#✈️ Planning to Study in Switzerland? Just ask!

### Where is the data from?
- blog.naver.com/imyourbest (89% 직장인 일지)

### Why is it useful?
- 초코빵 finished her master's in Zurich(2020-2025) and documented her full preparation journey on her Naver blog.
- So many people have asked her for tips — so she trained a little Q&A bot to answer your questions!

### Copyright
- All blog posts(data) on this Q&A project are written and created by 초코빵 herself.
- Unauthorized copying or reproduction of any part of this project is strictly prohibited without prior permission.

## Setup

In [2]:
from google.colab import drive
drive.mount('/content/drive')

Drive already mounted at /content/drive; to attempt to forcibly remount, call drive.mount("/content/drive", force_remount=True).


In [3]:
import os
path = '/content/drive/MyDrive/NLP_AI_Study/Projects/01swiss_study_abroad_prep_QA'
os.chdir(path)

packages

In [8]:
!pip install -q python-dotenv==1.0.1 numpy==1.26.4 pandas==2.2.2
!pip install -qU llama-index llama-index-llms-openai llama-index-embeddings-openai

API key

In [5]:
from helper import get_openai_api_key
OPENAI_API_KEY = get_openai_api_key()

parallel processing

In [6]:
import nest_asyncio
nest_asyncio.apply()

## Prepare contents of blog postings

In [9]:
from llama_index.core import SimpleDirectoryReader
documents = SimpleDirectoryReader(input_files=["swiss_study_abroad_prep.pdf"]).load_data()

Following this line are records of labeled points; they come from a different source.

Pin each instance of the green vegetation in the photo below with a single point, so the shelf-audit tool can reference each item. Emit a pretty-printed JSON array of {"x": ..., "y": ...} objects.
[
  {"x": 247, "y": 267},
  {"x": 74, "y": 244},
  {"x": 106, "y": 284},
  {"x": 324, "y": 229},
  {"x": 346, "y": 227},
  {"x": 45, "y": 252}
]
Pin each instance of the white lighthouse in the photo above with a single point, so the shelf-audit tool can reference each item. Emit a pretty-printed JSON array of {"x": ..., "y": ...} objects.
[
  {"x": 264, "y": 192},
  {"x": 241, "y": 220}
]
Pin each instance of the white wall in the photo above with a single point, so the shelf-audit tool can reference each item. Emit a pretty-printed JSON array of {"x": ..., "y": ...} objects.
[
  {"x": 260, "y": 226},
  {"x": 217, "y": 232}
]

## Set up language and embedding models for answering study-abroad questions

In [10]:
from llama_index.core.node_parser import SentenceSplitter

splitter = SentenceSplitter(chunk_size=1024)
nodes = splitter.get_nodes_from_documents(documents)

In [11]:
from llama_index.core import Settings
from llama_index.llms.openai import OpenAI
from llama_index.embeddings.openai import OpenAIEmbedding

Settings.llm = OpenAI(model="gpt-3.5-turbo")
Settings.embed_model = OpenAIEmbedding(model="text-embedding-ada-002")

## Set up two Q&A tools based on the type of question:
- summary_tool: when you want a summary
- vector_tool: when you have a specific question

In [12]:
from llama_index.core import SummaryIndex, VectorStoreIndex

summary_index = SummaryIndex(nodes)
vector_index = VectorStoreIndex(nodes)

In [13]:
summary_query_engine = summary_index.as_query_engine(
    response_mode="tree_summarize",
    use_async=True,
)
vector_query_engine = vector_index.as_query_engine()

In [14]:
from llama_index.core.tools import QueryEngineTool

summary_tool = QueryEngineTool.from_defaults(
    query_engine=summary_query_engine,
    description=(
        "When you want a summarization"
    ),
)

vector_tool = QueryEngineTool.from_defaults(
    query_engine=vector_query_engine,
    description=(
        "When you have a specific question"
    ),
)

## Automatically selects the appropriate Q&A tool based on the question

In [15]:
from llama_index.core.query_engine.router_query_engine import RouterQueryEngine
from llama_index.core.selectors import LLMSingleSelector

query_engine = RouterQueryEngine(
    selector=LLMSingleSelector.from_defaults(),
    query_engine_tools=[
        summary_tool,
        vector_tool,
    ],
    #verbose=True
)

## Q&A examples

In [16]:
response = query_engine.query("스위스 유학 준비 서류는?")
print(str(response))

학교 지원서, 학업 이력서, 성적 증명서, 추천서, 영어 시험 성적표, 학위증명서, 자기 소개서, 비자 서류, 합격증명서, 비자 신청에 필요한 서류, 재정증빙서류, 보험증서(영문), 여권사본, 숙소 예약 확인서, 국제학생증, 외국환은행 지정 등록서 등이 필요할 수 있습니다.


In [17]:
response = query_engine.query(
    "유학을 준비하면서 가장 힘들었던 건 뭐였어? 한국어로 대답해줘."
)
print(str(response))

취리히로의 유학 준비 과정에서 가장 힘들었던 것은 숙소를 구하는 과정이었습니다.


# Your turn! 🤖 Ask what you want!
🔎 답변이 영어로 나온다면 포스팅에서 찾지 못한 내용일 확률이 높으므로 hallucination 답변을 피할 수 있답니다! 👍🏻

In [25]:
user_question = input("무엇이 궁금한가요?🤗 : ")
response = query_engine.query(user_question)
print("답변🤖 :", str(response))

무엇이 궁금한가요?🤗 : 스위스 유학하면서 쓸 예산을 얼마 정도로 잡았어?
답변🤖 : 스위스 유학하면서 쓸 예산을 총 7천~8천만원 정도로 잡았다.